La piste nous a bercées d’images répétitives et fabuleuses. Ces images, on peut les faire défiler sans légende, les faire revenir et les coller comme des siamois ou les désunir à la manière des acrobates après leur numéro. Sur une table, elles seraient un jeu de cartes jeté au hasard, mais retombant avec précision. Elles se développent dans la chambre noire de la mémoire. Comme si le cirque contenait en lui des négatifs perdus, une série d’illuminations ou d’épiphanies fluorescentes.
Le tirage émerveillé de toute cette féerie, on le trouve dans les photographies de Tina Merandon. Elle a vite saisi que de simples clichés de reportage ne suffiraient pas à capter ce mouvement perpétuel des formes. Elle sait bien l’image-magique existe en elle-même, que la fragile toile du chapiteau tient dans sa membrane les ombres chinoises de tous les artistes de la piste.
De manière magistrale, elle laisse venir à nous ces silhouettes blanches. Elle nous les montre flottantes dans l’hélium, aériennes ou inquiétantes, toujours prises dans la beauté d’un geste. Les photographies de Tina Merandon ont ceci en propre qu’elles découpent les corps sur des fonds noirs de graphite scintillant. Parfois, l’écuyère ou le voltigeur sont surexposés, au danger comme à la lumière. Puis il y a les monstres venus des contrées les plus reculées du rêve, l’homme volant et le clown flamme, l’éléphant et la jeune fille, et encore la femme-nénuphar dépliant son ombrelle au-dessus du vide, retenue d’un fil à la pesanteur du monde.
Toutes ces images nous regardent, nous et notre enfance, nous et l’inquiétante étrangeté de tout ce qui est vivant, elles sont le réel, enfin photographié.
Yan Ciret 1999
The dance floor has lulled us with repetitive and fabulous images. These images, we can scroll them without a caption, make them come back and stick them together like Siamese twins or disunite them like acrobats after their act. On a table, they would be a deck of cards thrown at random, but falling back with precision. They develop in the darkroom of memory. As if the circus contained within it lost negatives, a series of illuminations or fluorescent epiphanies.

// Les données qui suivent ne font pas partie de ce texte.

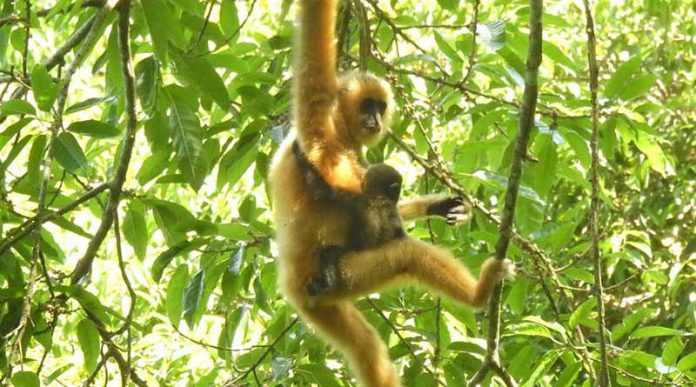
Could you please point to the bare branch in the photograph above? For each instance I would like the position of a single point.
(84, 265)
(603, 377)
(524, 127)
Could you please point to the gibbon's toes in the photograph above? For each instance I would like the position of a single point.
(316, 286)
(458, 215)
(507, 269)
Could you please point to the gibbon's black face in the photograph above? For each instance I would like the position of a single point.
(381, 179)
(371, 112)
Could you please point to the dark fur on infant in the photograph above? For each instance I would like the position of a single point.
(374, 218)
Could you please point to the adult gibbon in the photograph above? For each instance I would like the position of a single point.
(374, 217)
(334, 118)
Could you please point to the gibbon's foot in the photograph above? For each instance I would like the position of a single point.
(453, 209)
(506, 270)
(317, 285)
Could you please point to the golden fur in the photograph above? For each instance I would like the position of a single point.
(328, 129)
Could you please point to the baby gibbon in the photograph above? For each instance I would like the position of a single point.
(335, 116)
(374, 218)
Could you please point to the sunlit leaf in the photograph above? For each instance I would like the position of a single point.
(187, 137)
(43, 87)
(135, 230)
(93, 128)
(90, 342)
(175, 294)
(25, 379)
(654, 331)
(69, 153)
(192, 297)
(620, 77)
(17, 106)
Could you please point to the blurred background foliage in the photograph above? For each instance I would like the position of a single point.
(183, 288)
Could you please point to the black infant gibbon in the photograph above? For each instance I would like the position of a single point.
(335, 116)
(374, 218)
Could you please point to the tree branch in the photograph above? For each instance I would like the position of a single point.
(31, 224)
(603, 377)
(524, 127)
(84, 265)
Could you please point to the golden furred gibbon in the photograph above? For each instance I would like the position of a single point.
(335, 116)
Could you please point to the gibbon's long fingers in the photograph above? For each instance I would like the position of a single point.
(408, 259)
(343, 325)
(415, 208)
(315, 75)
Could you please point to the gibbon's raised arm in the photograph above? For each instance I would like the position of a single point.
(315, 74)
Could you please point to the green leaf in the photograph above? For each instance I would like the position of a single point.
(192, 297)
(235, 162)
(90, 342)
(569, 375)
(557, 55)
(579, 145)
(69, 153)
(135, 230)
(229, 17)
(87, 300)
(147, 77)
(17, 106)
(672, 350)
(450, 5)
(153, 166)
(157, 24)
(492, 34)
(187, 137)
(93, 128)
(43, 87)
(166, 257)
(321, 375)
(582, 312)
(621, 76)
(175, 294)
(25, 379)
(650, 148)
(687, 362)
(542, 366)
(88, 103)
(654, 331)
(173, 219)
(517, 296)
(637, 87)
(544, 171)
(527, 329)
(10, 131)
(446, 48)
(201, 74)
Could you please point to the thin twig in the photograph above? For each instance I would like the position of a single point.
(405, 342)
(131, 293)
(603, 377)
(84, 265)
(235, 33)
(265, 353)
(27, 36)
(32, 223)
(524, 127)
(474, 29)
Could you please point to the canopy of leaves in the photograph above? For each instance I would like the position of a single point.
(182, 288)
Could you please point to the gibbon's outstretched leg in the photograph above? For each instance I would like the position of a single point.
(343, 325)
(407, 259)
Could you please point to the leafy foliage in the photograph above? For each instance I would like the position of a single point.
(186, 292)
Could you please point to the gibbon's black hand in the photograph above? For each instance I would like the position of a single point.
(453, 209)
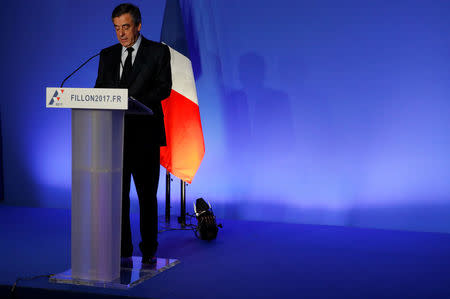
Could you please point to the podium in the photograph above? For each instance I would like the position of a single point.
(97, 161)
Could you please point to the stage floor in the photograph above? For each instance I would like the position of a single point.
(248, 260)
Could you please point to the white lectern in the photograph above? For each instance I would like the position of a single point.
(97, 158)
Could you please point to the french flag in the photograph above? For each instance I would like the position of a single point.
(185, 145)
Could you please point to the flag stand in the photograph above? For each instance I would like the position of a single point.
(168, 179)
(182, 217)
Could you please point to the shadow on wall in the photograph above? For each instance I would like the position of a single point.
(259, 129)
(414, 215)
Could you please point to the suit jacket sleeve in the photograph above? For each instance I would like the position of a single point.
(159, 85)
(99, 83)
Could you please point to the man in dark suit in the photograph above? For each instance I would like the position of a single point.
(142, 66)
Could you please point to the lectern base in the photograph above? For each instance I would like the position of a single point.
(132, 273)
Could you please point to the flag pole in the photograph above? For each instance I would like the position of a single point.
(168, 179)
(182, 218)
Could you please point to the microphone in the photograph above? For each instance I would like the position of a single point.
(78, 69)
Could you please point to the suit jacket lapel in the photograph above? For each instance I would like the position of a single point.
(116, 65)
(138, 62)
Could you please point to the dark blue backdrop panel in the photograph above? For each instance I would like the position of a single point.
(313, 111)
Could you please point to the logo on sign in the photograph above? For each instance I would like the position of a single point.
(56, 97)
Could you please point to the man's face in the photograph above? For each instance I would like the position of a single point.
(127, 32)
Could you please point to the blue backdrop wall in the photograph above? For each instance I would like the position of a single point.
(313, 111)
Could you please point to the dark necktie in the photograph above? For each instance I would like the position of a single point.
(126, 72)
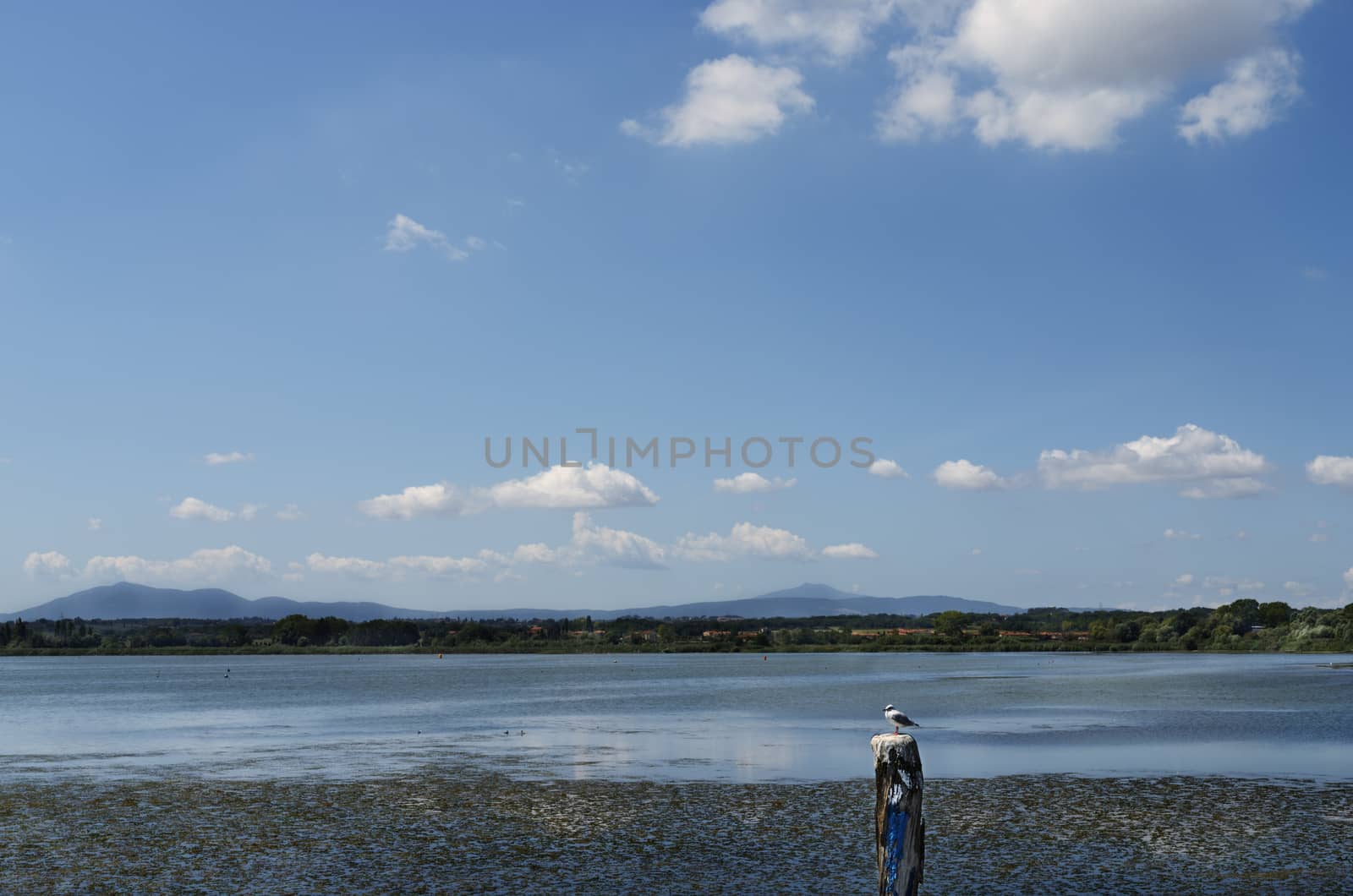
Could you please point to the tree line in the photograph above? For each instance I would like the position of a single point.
(1240, 626)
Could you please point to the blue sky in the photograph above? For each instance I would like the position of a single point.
(348, 248)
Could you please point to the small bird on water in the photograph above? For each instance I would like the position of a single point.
(897, 718)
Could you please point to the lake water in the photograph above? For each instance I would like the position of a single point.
(685, 718)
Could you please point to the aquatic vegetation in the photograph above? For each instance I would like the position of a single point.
(468, 830)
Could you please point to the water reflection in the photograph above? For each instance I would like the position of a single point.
(735, 718)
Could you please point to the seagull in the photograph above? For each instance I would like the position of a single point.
(897, 718)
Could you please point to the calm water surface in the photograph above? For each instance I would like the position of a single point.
(716, 718)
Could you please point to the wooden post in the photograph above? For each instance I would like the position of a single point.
(899, 824)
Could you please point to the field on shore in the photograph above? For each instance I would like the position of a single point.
(464, 830)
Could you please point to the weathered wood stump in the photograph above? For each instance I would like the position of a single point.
(899, 824)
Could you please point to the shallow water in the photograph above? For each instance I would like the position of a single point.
(460, 830)
(687, 718)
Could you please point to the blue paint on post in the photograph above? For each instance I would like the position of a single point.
(896, 844)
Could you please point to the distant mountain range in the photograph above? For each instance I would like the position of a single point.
(128, 600)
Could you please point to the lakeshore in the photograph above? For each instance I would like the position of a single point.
(466, 830)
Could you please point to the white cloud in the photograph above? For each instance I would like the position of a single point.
(1237, 488)
(406, 234)
(744, 540)
(969, 477)
(589, 488)
(1069, 74)
(196, 509)
(753, 482)
(852, 551)
(207, 565)
(886, 470)
(615, 547)
(1229, 585)
(1328, 470)
(216, 459)
(290, 513)
(47, 563)
(352, 566)
(440, 566)
(536, 553)
(1253, 95)
(1215, 466)
(728, 101)
(572, 488)
(838, 29)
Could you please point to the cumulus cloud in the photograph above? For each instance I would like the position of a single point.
(615, 547)
(196, 509)
(1213, 465)
(216, 459)
(290, 513)
(852, 551)
(1253, 95)
(406, 234)
(753, 484)
(1328, 470)
(728, 101)
(967, 477)
(47, 563)
(1226, 583)
(886, 470)
(588, 488)
(353, 566)
(440, 566)
(744, 540)
(1068, 74)
(207, 565)
(838, 29)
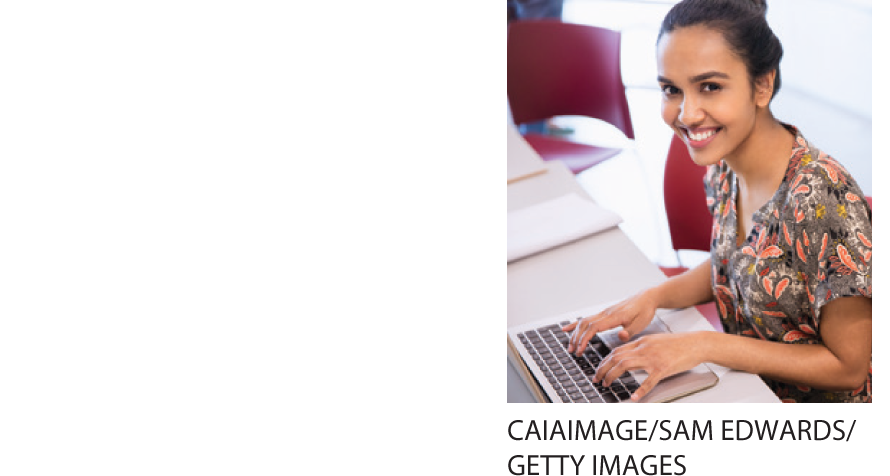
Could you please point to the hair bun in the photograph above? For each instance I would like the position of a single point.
(760, 5)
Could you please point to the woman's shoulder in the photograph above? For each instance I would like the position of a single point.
(818, 170)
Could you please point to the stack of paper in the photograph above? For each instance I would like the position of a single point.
(553, 223)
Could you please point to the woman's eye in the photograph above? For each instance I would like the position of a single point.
(669, 90)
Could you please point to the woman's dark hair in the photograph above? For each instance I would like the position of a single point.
(743, 25)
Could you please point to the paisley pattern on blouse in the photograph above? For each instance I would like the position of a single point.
(810, 244)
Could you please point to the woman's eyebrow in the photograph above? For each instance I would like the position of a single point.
(705, 76)
(697, 78)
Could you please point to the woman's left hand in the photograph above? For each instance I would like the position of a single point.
(660, 355)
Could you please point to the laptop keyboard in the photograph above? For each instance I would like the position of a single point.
(571, 375)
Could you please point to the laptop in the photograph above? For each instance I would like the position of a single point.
(553, 375)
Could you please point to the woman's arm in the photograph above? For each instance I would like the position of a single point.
(840, 363)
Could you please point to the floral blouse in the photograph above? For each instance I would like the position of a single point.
(810, 244)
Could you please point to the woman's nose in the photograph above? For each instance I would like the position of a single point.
(691, 112)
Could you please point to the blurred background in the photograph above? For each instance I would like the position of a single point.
(826, 92)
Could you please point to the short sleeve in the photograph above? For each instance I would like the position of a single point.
(834, 240)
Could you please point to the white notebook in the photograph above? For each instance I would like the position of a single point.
(553, 223)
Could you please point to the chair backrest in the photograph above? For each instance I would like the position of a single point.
(685, 202)
(565, 69)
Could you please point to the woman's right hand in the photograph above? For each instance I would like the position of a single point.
(634, 314)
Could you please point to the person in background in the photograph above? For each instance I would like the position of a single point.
(791, 257)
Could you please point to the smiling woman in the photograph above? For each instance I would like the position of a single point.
(791, 236)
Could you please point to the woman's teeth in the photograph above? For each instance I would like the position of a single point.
(701, 135)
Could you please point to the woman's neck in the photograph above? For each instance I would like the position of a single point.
(761, 161)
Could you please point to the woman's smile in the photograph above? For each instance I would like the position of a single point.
(700, 136)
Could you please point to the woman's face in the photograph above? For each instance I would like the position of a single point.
(707, 96)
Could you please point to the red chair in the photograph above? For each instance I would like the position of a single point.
(689, 220)
(565, 69)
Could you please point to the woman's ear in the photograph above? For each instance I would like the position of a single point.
(763, 88)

The marvelous print of all this enchantment is found in the photographs of Tina Merandon. She quickly understood that simple reportage shots would not be enough to capture this perpetual movement of forms. She knows that the magical image exists within itself, that the fragile canvas of the big top holds in its membrane the shadowy figures of all the artists in the ring.
In a masterly way, she lets these white silhouettes come to us. She shows them floating in helium, aerial or disturbing, always caught in the beauty of a gesture. Tina Merandon’s photographs have the particularity of cutting out the bodies on black backgrounds of glittering graphite. Sometimes, the horsewoman or the acrobat are overexposed, to danger as well as to light. Then there are the monsters coming from the most remote regions of the dream, the flying man and the flame clown, the elephant and the young girl, and the water lily woman unfolding her parasol above the void, held by a thread to the gravity of the world.
All these images look at us, us and our childhood, us and the disturbing strangeness of all that is alive, they are the real, finally photographed.